About the job
The Cloud Operation Engineering business function is responsible for ensuring that Basware continues to provide its customers with industry-leading SaaS solutions to simplify operations and spend smarter. You will be responsible for the execution of incident management process while ensuring system availability and performance. In this role, you will lead troubleshooting efforts, perform investigations into complex operational issues, and contribute to the continuous improvement of processes. This role requires sound knowledge of cloud environments, computer networking, system administration, and security practices.
Key Responsibilities:
- Incident Management
- Good understanding of ServiceNow ITSM tool for the processing of catalogued service requests in our SaaS offerings.
- Problem Management:
- Take ownership of cloud incident response, including troubleshooting, root-cause analysis, and resolution of complex issues impacting service availability.
- Collaborate with cross-functional teams to drive resolution of service outages.
- Cloud Technology:
- Ensure high availability and scalability of cloud-based services by implementing best practices for monitoring, performance tuning, and incident response.
- Networking:
- Lead troubleshooting of complex networking issues affecting cloud performance.
- System Administration:
- Perform administration of Linux and Windows Server environments in cloud platforms.
- Database:
- Proficiency in SQL and Oracle for implementing database change requests.
- SFTP and Secure Transfers:
- Lead the troubleshooting of SFTP issue, ensuring secure and seamless file transfer processes.
- SSO and Authentication:
- Oversee the implementation and maintenance of Single Sign-On (SSO) systems, ensuring secure and efficient user access management across cloud environments.
- Monitoring and Optimization:
- Utilize Splunk and Dynatrace monitoring tools to ensure optimal performance, availability, and security of cloud systems.
- Proactively identify opportunities for performance improvements and cost optimization.
,
- Bachelor's/Master’s degree in a Technology field with at least 3 years of experience in Cloud Operations supporting production environments and IT management.
- Experience in handling production servers, Problem and Incident Management.
- Experience in troubleshooting platform and infrastructure issues.
- Experience in driving investigations in time-critical situations such as production service outages.
- Proven analytical and investigative skills.
- Self-sufficient, with a pro-active attitude and ability to prioritize and manage workload effectively.
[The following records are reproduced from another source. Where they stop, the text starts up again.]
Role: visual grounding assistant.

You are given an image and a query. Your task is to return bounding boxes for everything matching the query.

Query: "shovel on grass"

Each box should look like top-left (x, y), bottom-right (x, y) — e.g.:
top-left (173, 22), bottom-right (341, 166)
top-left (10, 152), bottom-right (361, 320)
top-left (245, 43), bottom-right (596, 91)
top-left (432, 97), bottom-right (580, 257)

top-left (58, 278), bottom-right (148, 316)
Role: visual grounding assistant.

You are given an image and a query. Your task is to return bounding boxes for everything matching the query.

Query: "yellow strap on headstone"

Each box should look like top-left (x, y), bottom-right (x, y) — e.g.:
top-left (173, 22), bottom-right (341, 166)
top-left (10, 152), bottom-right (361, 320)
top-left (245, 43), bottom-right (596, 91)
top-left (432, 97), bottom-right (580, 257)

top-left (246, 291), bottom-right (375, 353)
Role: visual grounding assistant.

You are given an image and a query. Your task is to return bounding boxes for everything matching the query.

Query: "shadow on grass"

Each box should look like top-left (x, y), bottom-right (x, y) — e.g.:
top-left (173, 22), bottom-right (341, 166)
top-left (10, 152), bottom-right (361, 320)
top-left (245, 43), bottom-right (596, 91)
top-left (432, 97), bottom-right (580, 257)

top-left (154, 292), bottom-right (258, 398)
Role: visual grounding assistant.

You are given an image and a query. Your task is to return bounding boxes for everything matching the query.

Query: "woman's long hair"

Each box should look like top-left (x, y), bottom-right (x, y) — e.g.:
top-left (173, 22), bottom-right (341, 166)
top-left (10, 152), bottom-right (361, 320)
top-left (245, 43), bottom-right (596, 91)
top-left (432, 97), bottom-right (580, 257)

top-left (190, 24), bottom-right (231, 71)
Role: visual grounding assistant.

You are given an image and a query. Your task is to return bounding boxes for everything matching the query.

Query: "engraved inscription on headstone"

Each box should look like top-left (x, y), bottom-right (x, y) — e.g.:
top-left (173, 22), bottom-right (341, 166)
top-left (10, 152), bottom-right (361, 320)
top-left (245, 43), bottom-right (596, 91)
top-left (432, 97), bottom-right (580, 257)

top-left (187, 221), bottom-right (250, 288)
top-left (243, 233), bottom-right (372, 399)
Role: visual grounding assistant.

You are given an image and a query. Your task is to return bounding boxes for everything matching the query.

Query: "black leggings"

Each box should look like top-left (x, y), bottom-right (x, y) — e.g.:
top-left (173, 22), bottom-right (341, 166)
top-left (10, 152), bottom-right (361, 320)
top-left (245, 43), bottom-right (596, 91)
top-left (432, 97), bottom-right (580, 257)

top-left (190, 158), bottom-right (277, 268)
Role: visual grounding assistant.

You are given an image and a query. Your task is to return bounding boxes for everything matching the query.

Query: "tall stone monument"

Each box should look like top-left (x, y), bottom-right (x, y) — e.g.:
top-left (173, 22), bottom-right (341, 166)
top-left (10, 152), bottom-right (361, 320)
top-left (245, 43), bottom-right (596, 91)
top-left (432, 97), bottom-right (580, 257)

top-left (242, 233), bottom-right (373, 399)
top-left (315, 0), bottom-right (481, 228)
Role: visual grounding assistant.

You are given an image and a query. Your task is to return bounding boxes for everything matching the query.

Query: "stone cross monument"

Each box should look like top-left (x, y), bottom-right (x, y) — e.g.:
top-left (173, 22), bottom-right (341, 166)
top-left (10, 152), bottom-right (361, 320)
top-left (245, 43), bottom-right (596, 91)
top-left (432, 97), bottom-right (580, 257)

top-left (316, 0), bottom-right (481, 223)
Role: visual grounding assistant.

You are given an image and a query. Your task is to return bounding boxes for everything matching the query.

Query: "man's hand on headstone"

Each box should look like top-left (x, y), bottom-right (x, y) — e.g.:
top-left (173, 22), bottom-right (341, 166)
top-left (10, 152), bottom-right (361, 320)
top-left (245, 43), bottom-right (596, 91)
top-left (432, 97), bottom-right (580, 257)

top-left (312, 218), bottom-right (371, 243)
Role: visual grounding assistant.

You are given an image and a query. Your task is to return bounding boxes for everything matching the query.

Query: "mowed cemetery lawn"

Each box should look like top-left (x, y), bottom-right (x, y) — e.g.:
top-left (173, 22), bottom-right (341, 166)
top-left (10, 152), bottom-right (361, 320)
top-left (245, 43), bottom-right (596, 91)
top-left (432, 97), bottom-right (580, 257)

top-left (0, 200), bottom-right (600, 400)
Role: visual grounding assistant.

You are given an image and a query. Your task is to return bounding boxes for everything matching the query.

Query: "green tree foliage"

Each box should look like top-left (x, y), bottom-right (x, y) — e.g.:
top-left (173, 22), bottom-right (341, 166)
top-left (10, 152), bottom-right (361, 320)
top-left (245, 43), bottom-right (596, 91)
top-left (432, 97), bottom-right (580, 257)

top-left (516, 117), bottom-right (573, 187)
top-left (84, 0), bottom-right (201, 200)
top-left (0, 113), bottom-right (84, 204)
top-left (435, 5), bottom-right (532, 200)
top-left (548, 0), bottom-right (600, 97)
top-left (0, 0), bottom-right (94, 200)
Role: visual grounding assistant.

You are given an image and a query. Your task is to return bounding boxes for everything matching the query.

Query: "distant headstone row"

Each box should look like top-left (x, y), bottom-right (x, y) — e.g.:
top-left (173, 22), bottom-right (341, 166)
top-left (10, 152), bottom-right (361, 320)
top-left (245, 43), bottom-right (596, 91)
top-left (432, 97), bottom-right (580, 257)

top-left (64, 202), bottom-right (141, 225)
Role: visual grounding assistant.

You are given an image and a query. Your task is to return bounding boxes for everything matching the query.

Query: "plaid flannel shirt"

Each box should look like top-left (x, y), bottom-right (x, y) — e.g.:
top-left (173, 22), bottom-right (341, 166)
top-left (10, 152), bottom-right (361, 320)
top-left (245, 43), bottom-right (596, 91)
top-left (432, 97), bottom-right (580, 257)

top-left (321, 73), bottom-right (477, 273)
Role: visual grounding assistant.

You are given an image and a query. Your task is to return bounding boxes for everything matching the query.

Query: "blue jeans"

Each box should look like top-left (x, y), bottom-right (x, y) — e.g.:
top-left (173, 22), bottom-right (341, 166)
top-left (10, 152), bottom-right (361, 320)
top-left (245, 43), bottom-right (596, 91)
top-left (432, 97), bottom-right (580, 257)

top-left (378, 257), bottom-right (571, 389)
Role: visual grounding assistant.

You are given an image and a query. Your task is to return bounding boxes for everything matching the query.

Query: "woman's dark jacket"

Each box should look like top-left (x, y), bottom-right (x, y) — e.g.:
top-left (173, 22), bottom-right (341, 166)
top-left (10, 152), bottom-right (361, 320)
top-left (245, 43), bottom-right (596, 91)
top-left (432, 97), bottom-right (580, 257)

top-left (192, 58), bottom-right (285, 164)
- Expertise in networking (IP subnetting, routing, VPNs, DNS) in cloud environments.
- Proficiency in Linux and Windows Server administration and troubleshooting.
- Strong experience in SQL.
- Proficiency with SFTP, ensuring secure and reliable file transfers.
- Experience with cloud-native monitoring and logging tools (Splunk, Dynatrace, etc.).
- Experience working with and coordinating cross functional teams operating across different regions and time zones.
- Proficient English language skills.
Technical competencies:
- Incident Management tools – ServiceNow
- Project Management tools – Jira
- Documentation tools – Confluence
- Cloud Platform – Good understanding of Amazon Web Services
- Operating systems – Windows Server, Linux/Unix
- Database –MySQL, SQL and Oracle
- Experience with cloud monitoring tools like Splunk or Dynatrace.
- Extensive experience with ADFS and SSO implementation
Soft Skills:
- Good leadership abilities with the capacity to manage multiple priorities and guide junior engineers.
- Excellent communication and collaboration skills, with the ability to work with cross-functional teams and external stakeholders.
- Proactive, self-motivated attitude with a focus on continuous learning and improvement.